Imagining Transitions

Another important lesson from past energy transitions is that incumbent energy sources and energy services do not fade away just because their competitive edge is lost. Under certain conditions, they react to and counter the competitive threat. To defend their profit margins, businesses fight back and set in motion a new cycle of investments aimed at furthering efficiency, seizing new markets, and reacquiring leverage. Dubbed the “last gasp” in the techno-economic literature, older technologies try to capitalize on competitors’ innovations either by copying and adapting them, making hybrid products that ensure a foothold in new markets, or further specializing them in applications best suited to the older technology. The recent evolution of car makers into hybrid vehicle producers, for instance, is driven by the intent to safeguard sunk investments in the long-established internal combustion engine manufacturing technology by adding the electric drive to oil-fueled powertrains. Thus, the incumbent oil-based technology seizes a strategic position in future markets and can adapt flexibly to the changing oil prices: users may opt either for a standard “hybrid-electric vehicle” in which the internal combustion engine works as the primary system with an electric motor supporting the main motor or covering short distances, or a “plug-in hybrid-electric vehicle” in which the primary power system comes from a rechargeable battery while a small on-board internal combustion engine works primarily to boost this recharging process. 

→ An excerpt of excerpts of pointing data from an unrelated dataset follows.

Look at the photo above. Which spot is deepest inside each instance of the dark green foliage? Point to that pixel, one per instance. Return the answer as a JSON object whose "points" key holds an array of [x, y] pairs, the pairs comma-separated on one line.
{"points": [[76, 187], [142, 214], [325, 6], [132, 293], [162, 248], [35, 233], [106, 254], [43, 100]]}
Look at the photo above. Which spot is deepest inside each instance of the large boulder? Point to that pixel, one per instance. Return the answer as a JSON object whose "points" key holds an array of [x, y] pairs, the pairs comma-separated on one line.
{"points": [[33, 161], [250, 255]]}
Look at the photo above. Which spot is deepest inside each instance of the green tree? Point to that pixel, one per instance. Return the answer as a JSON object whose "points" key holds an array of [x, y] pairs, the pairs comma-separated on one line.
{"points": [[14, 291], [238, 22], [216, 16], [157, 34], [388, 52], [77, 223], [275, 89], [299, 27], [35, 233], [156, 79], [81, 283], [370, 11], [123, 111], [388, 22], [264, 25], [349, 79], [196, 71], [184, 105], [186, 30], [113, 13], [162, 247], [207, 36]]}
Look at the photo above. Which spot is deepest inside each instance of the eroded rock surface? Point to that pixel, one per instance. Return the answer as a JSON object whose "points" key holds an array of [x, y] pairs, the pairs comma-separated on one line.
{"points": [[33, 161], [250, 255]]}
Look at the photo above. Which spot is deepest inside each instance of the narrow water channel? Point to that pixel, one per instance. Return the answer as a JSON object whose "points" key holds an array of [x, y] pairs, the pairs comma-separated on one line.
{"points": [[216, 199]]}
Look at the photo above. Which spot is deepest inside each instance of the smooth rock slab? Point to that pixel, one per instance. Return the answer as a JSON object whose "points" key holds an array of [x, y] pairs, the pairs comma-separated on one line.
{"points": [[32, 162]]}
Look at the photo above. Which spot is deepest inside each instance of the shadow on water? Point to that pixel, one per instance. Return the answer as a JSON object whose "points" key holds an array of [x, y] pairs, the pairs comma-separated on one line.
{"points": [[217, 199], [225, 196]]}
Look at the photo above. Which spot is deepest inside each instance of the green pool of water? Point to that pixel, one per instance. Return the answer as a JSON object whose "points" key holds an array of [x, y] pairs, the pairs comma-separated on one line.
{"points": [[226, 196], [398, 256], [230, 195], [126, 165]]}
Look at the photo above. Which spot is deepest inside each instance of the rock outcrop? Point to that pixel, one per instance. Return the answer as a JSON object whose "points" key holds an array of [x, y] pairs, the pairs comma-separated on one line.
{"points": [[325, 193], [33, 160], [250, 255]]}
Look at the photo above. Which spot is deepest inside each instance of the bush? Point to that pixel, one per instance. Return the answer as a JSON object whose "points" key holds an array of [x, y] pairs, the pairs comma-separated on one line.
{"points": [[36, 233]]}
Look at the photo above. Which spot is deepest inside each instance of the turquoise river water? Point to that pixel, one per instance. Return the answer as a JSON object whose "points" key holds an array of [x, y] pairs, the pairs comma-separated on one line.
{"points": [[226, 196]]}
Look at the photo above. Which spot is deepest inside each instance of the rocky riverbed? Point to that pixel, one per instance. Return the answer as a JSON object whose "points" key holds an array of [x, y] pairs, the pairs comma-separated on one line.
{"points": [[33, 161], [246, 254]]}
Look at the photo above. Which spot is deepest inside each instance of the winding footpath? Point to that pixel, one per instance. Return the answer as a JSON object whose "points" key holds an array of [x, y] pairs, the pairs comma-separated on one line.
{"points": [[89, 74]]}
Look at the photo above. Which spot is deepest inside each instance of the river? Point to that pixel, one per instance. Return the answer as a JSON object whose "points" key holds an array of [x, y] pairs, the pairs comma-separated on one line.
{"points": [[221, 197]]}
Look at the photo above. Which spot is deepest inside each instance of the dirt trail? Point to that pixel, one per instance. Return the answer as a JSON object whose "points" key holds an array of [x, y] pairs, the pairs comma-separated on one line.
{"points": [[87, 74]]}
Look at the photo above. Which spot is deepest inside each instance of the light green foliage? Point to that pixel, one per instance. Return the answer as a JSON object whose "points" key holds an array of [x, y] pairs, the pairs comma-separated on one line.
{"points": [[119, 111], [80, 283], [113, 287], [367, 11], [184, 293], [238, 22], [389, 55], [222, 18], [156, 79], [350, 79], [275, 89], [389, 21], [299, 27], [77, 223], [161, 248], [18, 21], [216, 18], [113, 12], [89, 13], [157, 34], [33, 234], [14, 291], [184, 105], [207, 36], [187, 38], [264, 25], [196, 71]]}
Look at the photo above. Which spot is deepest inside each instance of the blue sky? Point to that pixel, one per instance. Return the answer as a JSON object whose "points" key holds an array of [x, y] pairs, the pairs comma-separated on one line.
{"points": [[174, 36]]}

The original exhibition features an interactive gallery of items from the Environment & Society Portal’s multimedia library with a focus on imagining transitions. View the items on the following pages.

Gallery 3: Imagining transitions

From a long-term perspective, energy transitions are sustained by economic structures, specifically by the dynamics of relative prices. It was no accident that both the upswing in energy prices that marked the oil crisis of the 1970s and the escalation of oil and natural gas prices in 2004 provided a decisive push to conservation policies, renewable energy applications, and new technologies for fossil fuel exploration and extraction. A demand-side response to climate change has been to foster the low-carbon transition with carbon pricing programs such as emissions trading (a cap on aggregate emission levels) or carbon taxation (a tax levied on the price of carbon). This path has been hampered, however, by several problems, some stemming from the limited geographic scope of the initiatives, the diversity of targets, and the complicated revision of guidelines. In all probability, the transition towards a low-carbon economy will require a mix of policies on the demand side (prices and user habits) and on the supply side (fostering innovation). 

Environmental thinking brings the debate about alternative futures to the fore. Individuals have long shown great ingenuity in envisioning positive global outcomes. Humans’ ability to meet this challenge depends on the capacity to look ahead and imagine feasible outcomes.